I don't believe in black belts under 16 but I do believe in some type of recognition, usually a skunk belt to show the desire and perseverence for doing something that 97 out of 100 people don't do, stick with it.
- 9 years ago
Okay, so, as a taekwondoist with a bit of a traditionalist streak, I have my own opinions of the whole business of belt promotions. With regard to children with black belts, there is a twofold issue. On the one hand, chodan is meant to represent competence in the basic structure of the art, not necessarily ready to take on students of their own, but possessing enough skill and maturity to learn how to teach the art to others; a child may have the skill, but almost never will children have the maturity to merit dan ranking. In light of this, The Kukkiwon (The organization which promulgates the standards for taekwondo governed by the WTF) created a workaround by creating 'pum' ranking. Students below the age of 16 cannot be promoted to dan ranks, however a younger student who has completed the requirements for dan rank can be given a pum rank, which is represented by a belt half red and half black. Many dojangs have modified this practice and have their pum students wear black belts, in order to represent their rank in a way meaningful to the general public. I do not support this practice, however, I would not make it the deciding factor in my decision whether or not to train in a given dojang.
As for the time frame, was that a guarantee or a minimum? No teacher should guarantee you a belt within a specific amount of time. IIRC, according to the Kukkiwon standards, it is theoretically possible for a student to earn chodan in as few as 24 months (10-3 gup require two months each for promotion to the next rank, 2 & 1 gup require four), however that is the bear minimum, and assumes that the student learns and retains everything, and requires little to no review of old material before the test for chodan.
With regard to the test materials, it is not unreasonable for tests below dan to lack sparring components, you really ought to be learning a little bit of sparring, inasmuch as it relates to your technique.
So, in answer to your question: No, it does not sound like a joke. It DOES sound a little strange, but I can't really tell without seeing the dojang for myself, as well as how it is run.
- KaratekaLv 69 years ago
Wow, that sounds awful. First of all, how much can you learn, like really learn and understand in 2 years? Two, for a kid to have a black belt, they need to be able to handle themselves like black belts in an adult class. Do they take adult classes? Probably not.
- Anonymous9 years ago
I personally don't see anything wrong with giving a kid a black belt if he or she actually deserves it. I knew a 15 year old kid who competed in the X games and held his own against the best adults in the world in his sport, so kids clearly are capable of amazing things. But 2 years is too fast for anyone to get a black belt, even in taekwondo! And sparring is a major part of taekwondo. While for the first few belt tests you may not do any sparring, sparring should be a major component of higher level belt tests. Sounds like a McDojang to me.

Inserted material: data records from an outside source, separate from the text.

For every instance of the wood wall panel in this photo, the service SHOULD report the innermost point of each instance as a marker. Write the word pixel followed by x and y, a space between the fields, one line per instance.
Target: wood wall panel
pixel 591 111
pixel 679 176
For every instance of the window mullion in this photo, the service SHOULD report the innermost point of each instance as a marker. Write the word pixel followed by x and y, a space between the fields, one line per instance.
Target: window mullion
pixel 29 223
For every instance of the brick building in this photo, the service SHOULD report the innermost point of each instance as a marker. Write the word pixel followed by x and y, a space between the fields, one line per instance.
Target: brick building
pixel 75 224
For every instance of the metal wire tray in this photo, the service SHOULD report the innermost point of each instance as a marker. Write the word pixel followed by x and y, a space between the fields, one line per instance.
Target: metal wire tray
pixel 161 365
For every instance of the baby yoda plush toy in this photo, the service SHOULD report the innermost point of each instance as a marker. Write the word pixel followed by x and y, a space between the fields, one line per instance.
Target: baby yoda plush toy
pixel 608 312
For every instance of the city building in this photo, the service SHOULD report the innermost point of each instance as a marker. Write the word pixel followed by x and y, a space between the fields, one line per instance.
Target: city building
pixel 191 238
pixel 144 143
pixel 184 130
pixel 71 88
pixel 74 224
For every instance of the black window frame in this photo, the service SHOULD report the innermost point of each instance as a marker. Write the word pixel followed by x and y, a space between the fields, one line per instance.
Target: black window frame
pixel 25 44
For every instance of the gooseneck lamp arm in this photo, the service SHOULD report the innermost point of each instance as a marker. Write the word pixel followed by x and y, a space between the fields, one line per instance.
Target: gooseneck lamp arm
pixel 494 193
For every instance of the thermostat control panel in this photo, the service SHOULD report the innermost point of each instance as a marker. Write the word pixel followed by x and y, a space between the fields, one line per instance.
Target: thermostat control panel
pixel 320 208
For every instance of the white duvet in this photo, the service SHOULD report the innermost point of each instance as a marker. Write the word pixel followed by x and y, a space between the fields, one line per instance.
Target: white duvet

Oh, and to several of the above answers, here'e something to think about. Olympic gold medalists in gymnastics are routinely under the age of 18 (females, that is). These are the best athletes in the world in their sport! Many 18 and 19 year olds have played in the NBA. Boxers often turn pro at age 18. MMA fighter Chris Horodeki turned pro at age 17 and won his first 12 fights! While these are exceptional cases, you have to admit that there is no magical age necessary to become an expert in a sport or physical activity.
- Anonymous9 years ago
Like anything in life, it takes age and time to get certain things. You get your license at 16. You become independent at 18. You can drink at 21. You can rent a car at 26. Getting a black belt isn't any different. Kids don't have the motor functions nor the size or strength to perform what a black belt can.
TKD schools feed off of peoples desires for belts and rank, by offering them so easily, for money. Any school worth its weight doesn't offer a black belt to anyone below the age of 18, and not till after they've been training for 6-10 years. So essentially if you come across a school with a black belt under the age of 24, it is most likely unfounded and illegitimate.